Peut-être que Benson se serait adressé à lui d’une manière ou d’une autre – c’est un peu dans sa nature, après tout. Mais disons que Dobes a couru après en réveillant la bête.
Quelques minutes avant de céder face à son rival, l'homme masqué s’en était pris à lui après un coup de sifflet. Il s’est rué sur Benson alors qu’il était étendu tout juste devant son demi-cercle, déjà victime de plusieurs doubles-échecs des coéquipiers du gardien tchèque.
Lorsque l’altercation a pris fin, Dobes a pris le bâton de Benson et l’a lancé dans le coin de la patinoire. La tension venait de grimper d’un cran dans une série plutôt tranquille jusque-là. Tout ça grâce au gardien.
« Il aime ça pour une raison qui m’échappe, a commenté l’attaquant Jake Evans avec le sourire. La majorité des gardiens se tiennent loin des escarmouches et ils font confiance à leurs coéquipiers. Quand il se fait déranger, il devient encore meilleur. »
Même son de cloche du côté d’Alexandre Carrier, qui se retrouve souvent aux premières loges des longues conversations de son gardien autour de son filet.

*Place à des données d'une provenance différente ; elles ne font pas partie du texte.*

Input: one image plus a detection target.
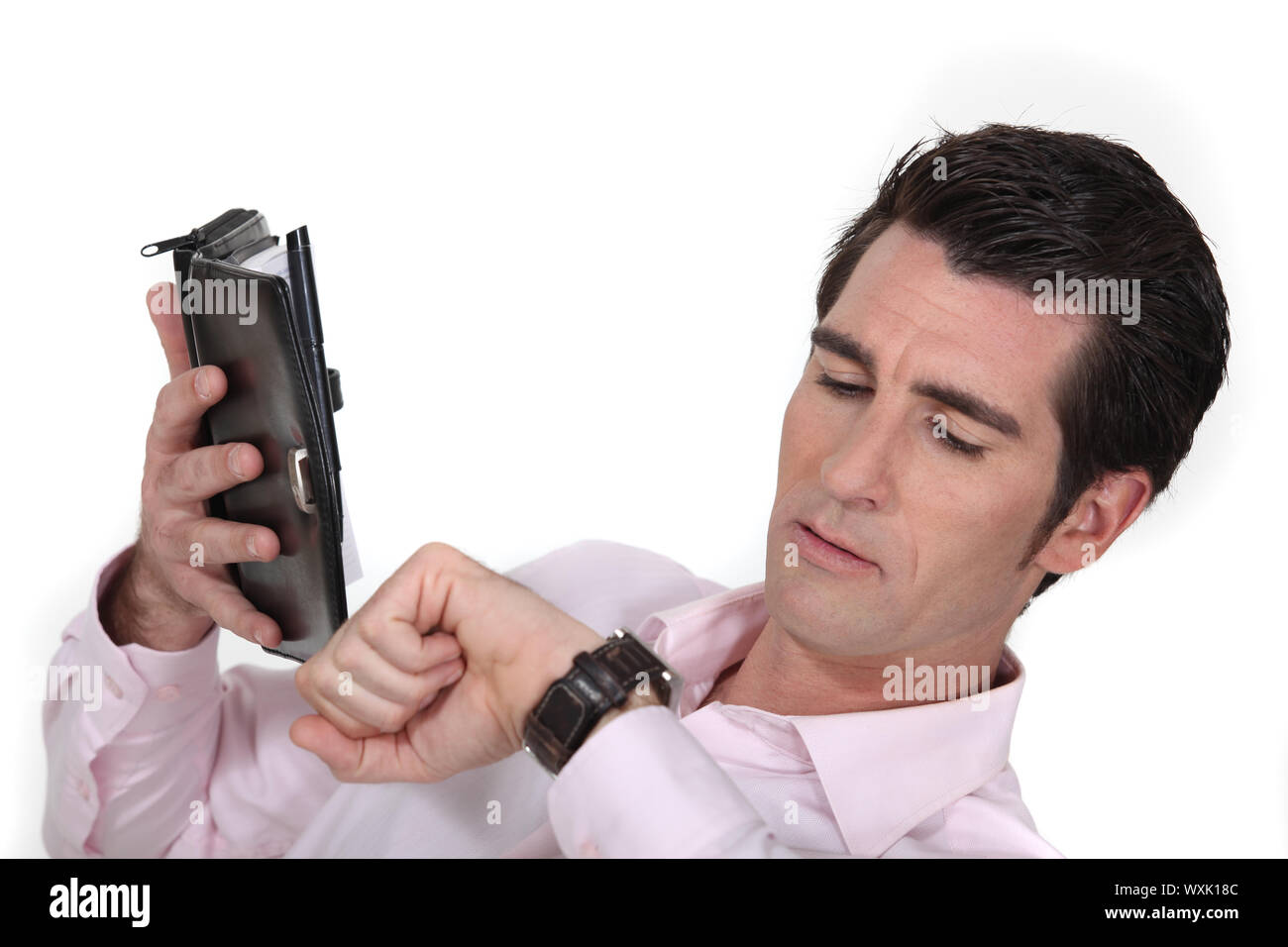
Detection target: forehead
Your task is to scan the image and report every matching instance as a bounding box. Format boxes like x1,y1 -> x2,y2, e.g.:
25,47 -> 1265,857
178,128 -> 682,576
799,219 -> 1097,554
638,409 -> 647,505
824,223 -> 1086,443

« C’est son caractère, a ajouté le défenseur. Il aime parler. Il est l’un des seuls gardiens que je connais qui fait ça. Mais quand il le fait, c’est comme si ça voulait dire qu’il est dans sa zone. On le veut concentré et confiant. Pourvu qu’il fasse les arrêts, je me fous qu’il parle un peu. »
Le deuxième match de cette série confirme la théorie d’Evans et de Carrier. Mis à part le but de son ennemi, sur lequel il ne pouvait absolument rien faire, Dobes a été intraitable. Il a repoussé 28 lancers pour signer sa cinquième victoire du printemps – une autre tout de suite après avoir encaissé un revers.
Ses coéquipiers ont resserré le jeu devant lui, et les chances des Sabres en contre-attaque ont été beaucoup plus limitées qu’au premier match – une défaite de 4-2.
« On venait de jouer un match 7, a plaidé Dobes. J’ai l’impression qu’on n’avait pas eu le temps de nous remettre dans le bain et de bien nous préparer pour cette nouvelle série. Maintenant, on est concentrés sur les Sabres, qui forment une équipe complètement différente que le Lightning.
« Nous avons réussi à apporter les bons ajustements et nous avons repris notre souffle. »
Le portier de 24 ans a aussi retrouvé le feu qui brûlait en lui notamment lors des joutes verbales qu’il a eues avec Nikita Kucherov au premier tour. En Benson, il a assurément trouvé un autre bon interlocuteur et un bon moyen de se motiver.